The County Connection operates fixed-route and paratransit bus service throughout geographically and demographically diverse communities in central Contra Costa County, California. The suburban service area covers 200 square miles and is located approximately 20 miles east of San Francisco.
In 2008 when The County Connection began planning the replacement of forty 40-ft fixed-route buses we saw it as a great opportunity to update our image and look of the fleet. We also wanted to develop a vehicle spec that would include input from our bus operators and still remain consistent with our commitment to grow green.
With increasing pressure in the transit industry to develop alternatively fueled transit vehicles that operate in a multitude of service conditions, County Connection turned to its long time supplier, the Gillig Corporation, Hayward, CA, to determine if a portion of the newly acquired buses could be hybrid driven.
Gillig has been providing service to Bay Area transit agencies for at least 119 years.
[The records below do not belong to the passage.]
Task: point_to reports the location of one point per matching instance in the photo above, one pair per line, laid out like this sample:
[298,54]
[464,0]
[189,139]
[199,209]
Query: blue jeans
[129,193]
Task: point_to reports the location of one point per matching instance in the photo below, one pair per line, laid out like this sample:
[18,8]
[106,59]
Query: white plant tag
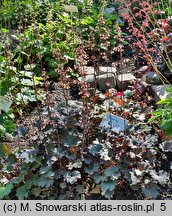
[71,8]
[117,123]
[5,103]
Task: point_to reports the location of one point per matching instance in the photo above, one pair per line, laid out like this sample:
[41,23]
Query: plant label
[114,122]
[5,103]
[71,8]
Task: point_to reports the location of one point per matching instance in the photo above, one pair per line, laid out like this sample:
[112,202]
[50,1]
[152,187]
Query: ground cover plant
[63,97]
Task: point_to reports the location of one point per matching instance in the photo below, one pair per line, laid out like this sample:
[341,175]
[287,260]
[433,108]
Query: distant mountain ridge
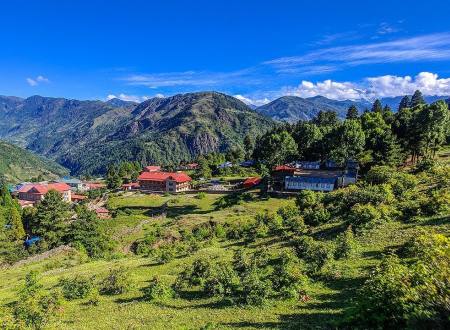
[293,108]
[86,136]
[17,165]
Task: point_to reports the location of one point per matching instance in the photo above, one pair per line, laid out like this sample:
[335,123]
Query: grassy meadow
[136,214]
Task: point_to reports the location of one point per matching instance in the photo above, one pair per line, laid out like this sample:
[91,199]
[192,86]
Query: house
[307,165]
[164,181]
[247,163]
[95,185]
[311,177]
[78,198]
[251,182]
[75,184]
[152,168]
[130,186]
[310,183]
[35,192]
[102,213]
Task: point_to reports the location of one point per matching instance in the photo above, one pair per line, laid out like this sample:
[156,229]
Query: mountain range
[293,108]
[17,164]
[86,136]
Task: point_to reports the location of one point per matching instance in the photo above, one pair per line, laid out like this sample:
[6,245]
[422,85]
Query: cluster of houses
[29,193]
[316,176]
[295,176]
[154,179]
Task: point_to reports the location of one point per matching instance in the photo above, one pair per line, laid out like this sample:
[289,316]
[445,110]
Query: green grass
[137,213]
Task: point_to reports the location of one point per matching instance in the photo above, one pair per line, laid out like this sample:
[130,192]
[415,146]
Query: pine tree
[404,103]
[388,115]
[15,221]
[377,106]
[50,221]
[417,99]
[352,112]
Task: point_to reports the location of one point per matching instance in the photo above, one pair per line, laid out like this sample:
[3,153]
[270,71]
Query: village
[153,179]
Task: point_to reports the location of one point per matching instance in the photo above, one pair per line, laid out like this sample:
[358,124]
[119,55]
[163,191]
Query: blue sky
[256,50]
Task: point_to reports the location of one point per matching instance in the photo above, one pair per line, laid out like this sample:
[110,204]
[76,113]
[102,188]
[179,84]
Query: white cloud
[125,97]
[36,81]
[373,87]
[427,82]
[257,102]
[328,88]
[414,49]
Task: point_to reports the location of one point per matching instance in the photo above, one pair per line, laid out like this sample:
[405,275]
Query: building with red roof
[164,181]
[251,182]
[130,186]
[152,168]
[36,192]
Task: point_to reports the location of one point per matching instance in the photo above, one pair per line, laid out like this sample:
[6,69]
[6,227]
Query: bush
[364,216]
[77,287]
[316,216]
[35,306]
[201,195]
[291,219]
[412,294]
[438,203]
[288,280]
[157,290]
[315,253]
[346,246]
[256,289]
[118,281]
[165,253]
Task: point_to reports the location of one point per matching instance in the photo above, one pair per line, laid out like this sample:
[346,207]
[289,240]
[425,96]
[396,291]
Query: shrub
[118,281]
[201,195]
[380,174]
[316,216]
[364,216]
[288,280]
[35,306]
[411,294]
[157,290]
[77,287]
[165,253]
[256,289]
[221,280]
[346,245]
[438,203]
[315,253]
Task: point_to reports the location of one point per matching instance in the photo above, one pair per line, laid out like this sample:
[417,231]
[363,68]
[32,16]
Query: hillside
[294,108]
[17,165]
[85,136]
[192,228]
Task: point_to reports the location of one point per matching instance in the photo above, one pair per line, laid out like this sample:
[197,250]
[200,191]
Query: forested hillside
[372,255]
[85,136]
[17,165]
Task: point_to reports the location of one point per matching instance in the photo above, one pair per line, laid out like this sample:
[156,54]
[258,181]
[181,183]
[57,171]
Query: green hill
[17,165]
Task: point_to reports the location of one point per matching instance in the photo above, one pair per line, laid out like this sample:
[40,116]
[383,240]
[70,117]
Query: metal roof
[310,179]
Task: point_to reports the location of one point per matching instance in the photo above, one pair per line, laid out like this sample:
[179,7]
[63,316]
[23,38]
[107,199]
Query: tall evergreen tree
[15,220]
[388,115]
[417,99]
[50,221]
[404,103]
[377,106]
[352,112]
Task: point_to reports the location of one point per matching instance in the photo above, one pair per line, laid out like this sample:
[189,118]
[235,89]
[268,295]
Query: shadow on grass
[437,221]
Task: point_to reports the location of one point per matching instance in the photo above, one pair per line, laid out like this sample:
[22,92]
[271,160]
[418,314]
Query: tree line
[378,136]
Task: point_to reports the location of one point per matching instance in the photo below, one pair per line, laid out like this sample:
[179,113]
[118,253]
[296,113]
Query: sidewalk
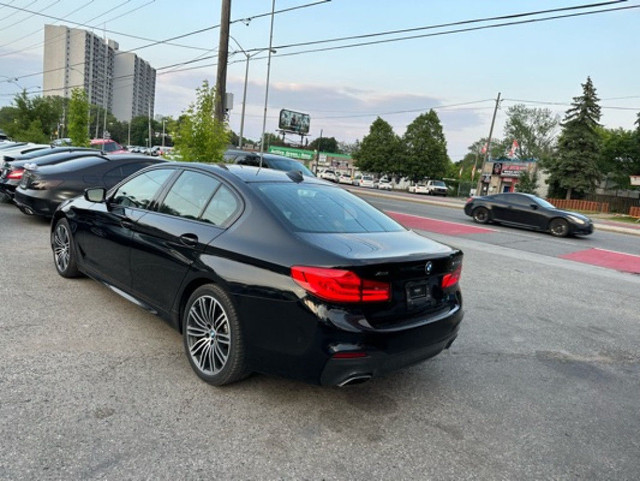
[603,222]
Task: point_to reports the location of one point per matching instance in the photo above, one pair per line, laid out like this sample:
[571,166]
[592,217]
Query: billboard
[294,122]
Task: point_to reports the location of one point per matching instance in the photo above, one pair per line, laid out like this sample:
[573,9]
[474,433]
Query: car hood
[377,246]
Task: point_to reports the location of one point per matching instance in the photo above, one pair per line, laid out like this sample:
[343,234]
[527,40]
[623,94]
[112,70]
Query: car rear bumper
[378,362]
[33,205]
[582,230]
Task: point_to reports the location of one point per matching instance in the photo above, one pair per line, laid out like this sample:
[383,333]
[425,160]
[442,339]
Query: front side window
[140,191]
[189,195]
[317,208]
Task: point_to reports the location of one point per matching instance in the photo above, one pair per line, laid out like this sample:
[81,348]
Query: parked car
[108,146]
[419,188]
[436,187]
[345,179]
[368,181]
[11,151]
[269,161]
[41,190]
[329,175]
[385,184]
[268,271]
[528,211]
[12,172]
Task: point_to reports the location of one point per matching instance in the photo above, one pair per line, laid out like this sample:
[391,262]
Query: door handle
[189,239]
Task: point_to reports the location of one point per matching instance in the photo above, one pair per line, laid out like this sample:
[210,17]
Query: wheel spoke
[197,346]
[197,331]
[220,321]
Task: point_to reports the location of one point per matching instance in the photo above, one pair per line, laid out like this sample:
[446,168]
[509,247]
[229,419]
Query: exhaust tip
[353,380]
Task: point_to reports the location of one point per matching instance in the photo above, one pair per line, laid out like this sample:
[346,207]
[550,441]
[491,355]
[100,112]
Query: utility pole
[488,151]
[318,155]
[223,54]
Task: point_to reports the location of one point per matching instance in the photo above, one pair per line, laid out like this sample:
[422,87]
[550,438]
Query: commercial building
[120,82]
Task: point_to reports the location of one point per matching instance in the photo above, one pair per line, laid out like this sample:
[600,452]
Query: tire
[64,250]
[212,336]
[481,215]
[559,228]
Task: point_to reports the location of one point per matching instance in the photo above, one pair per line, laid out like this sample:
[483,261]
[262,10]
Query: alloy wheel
[62,247]
[208,335]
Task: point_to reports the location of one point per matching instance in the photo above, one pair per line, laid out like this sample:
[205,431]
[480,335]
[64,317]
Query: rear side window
[316,208]
[222,207]
[140,191]
[189,195]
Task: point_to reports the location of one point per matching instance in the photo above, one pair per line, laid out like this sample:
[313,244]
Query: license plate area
[418,293]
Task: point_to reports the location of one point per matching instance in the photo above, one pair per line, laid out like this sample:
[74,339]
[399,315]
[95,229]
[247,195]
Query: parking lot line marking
[605,258]
[437,226]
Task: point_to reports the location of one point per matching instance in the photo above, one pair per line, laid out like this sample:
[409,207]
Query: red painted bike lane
[598,257]
[437,226]
[604,258]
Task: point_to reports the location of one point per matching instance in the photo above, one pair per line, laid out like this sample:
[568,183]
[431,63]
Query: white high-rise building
[121,82]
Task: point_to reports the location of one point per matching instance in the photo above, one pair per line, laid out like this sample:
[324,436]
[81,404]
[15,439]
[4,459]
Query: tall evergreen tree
[426,148]
[79,118]
[575,166]
[380,150]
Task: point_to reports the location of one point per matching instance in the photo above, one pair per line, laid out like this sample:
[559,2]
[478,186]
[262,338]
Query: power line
[414,37]
[451,24]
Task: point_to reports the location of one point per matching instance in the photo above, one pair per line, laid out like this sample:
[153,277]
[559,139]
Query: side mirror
[95,194]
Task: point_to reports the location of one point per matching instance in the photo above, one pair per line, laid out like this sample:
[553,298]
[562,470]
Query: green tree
[574,168]
[380,150]
[78,123]
[534,129]
[528,182]
[426,148]
[200,136]
[620,155]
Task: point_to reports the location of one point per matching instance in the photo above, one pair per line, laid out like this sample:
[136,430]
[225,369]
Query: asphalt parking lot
[541,384]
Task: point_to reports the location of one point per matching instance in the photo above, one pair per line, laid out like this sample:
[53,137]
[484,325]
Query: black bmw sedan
[12,171]
[43,188]
[267,271]
[528,211]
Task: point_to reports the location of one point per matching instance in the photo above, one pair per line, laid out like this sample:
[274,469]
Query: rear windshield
[324,209]
[288,164]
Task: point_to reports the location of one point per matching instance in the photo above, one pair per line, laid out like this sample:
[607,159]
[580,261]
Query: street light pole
[244,99]
[266,93]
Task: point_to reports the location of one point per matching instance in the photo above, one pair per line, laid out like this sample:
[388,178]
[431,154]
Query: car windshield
[322,209]
[110,146]
[544,203]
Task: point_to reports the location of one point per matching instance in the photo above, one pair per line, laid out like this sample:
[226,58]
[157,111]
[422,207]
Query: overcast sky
[456,69]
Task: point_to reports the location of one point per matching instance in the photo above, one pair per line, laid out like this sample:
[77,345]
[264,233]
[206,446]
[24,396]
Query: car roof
[244,173]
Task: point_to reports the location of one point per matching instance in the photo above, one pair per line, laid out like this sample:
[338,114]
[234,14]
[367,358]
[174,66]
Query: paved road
[541,384]
[601,240]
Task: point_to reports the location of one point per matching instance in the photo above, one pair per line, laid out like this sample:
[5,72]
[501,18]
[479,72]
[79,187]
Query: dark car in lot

With the company teaming Voith, the provider of transmissions for the County Connection fleet, we felt we were about to make more history.
Nine of our new Gilligs are indeed hybrid and 31 equipped clean diesel engines and modern particulate trap filtration devices that can reduce emissions by 85 percent.
“Everyone at County Connection is really excited that we are replacing older vehicles with new hybrid and clean diesel buses,” says County Connection Board Chair Gayle Uilkema. “County Connection has always been a leader in the effort to grow green and is proud to be on the cutting edge of a technology that promises greater efficiency not only in fuel consumption, but also with keeping our air clean.”
The nine hybrid vehicles will operate with the new DIWA hybrid system and highly efficient electric developed by Voith.
This unique system provides fuel savings of up to 20 percent, with a comparable reduction in CO2 emissions. Electrical energy generated during braking stores in a super capacitor instead of batteries for subsequent acceleration.
“Gillig will deliver the hybrid vehicles in April and be deployed on routes throughout the service area,” says Uilkema. “We would have liked to have purchased more of the hybrid vehicles, but due to the higher cost per vehicle we are thrilled we could purchase as many as we did. If the fuel savings compensate for the additional cost, we look forward to expanding the hybrid fleet as part of our vehicle replacement program.”
Many of our design decisions were the direct result of suggestions from our bus operators. For instance, the larger front windshield curves around the corner to provide greater visibility with less glare. The operator compartment features the latest ergonomic amenities such as a fully adjustable driver seat, as well as an adjustable electric steering column and adjustable accelerator and brake pedals.
For our passengers, improvements to the overall design include 38 cushioned passenger seats covered with durable upholstery, which provide greater comfort than their plastic counterparts. Rear doors with an electric touch bar require just a gentle nudge to open. The larger windows lend a more open feel. All buses accommodate two wheelchairs and come equipped with interior and exterior on-board security systems. Air suspension kneeling feature eliminates the need to climb steps, while the electric wheelchair ramp replaces the older mechanical lifts, making it easier and faster for passengers with mobility devices to board.
The County Connection purchased its new buses in consortium with other Bay Area operators led by SamTrans. When bus operators can mutually develop a common technical spec everyone benefits from the economy of scale. The savings we realized by purchasing in consortium, combined with the projected savings in fuel costs, made it possible for The County Connection to purchase the hybrid vehicles.
Rick Ramacier serves as general manager of The County Connection, Contra Costa, CA.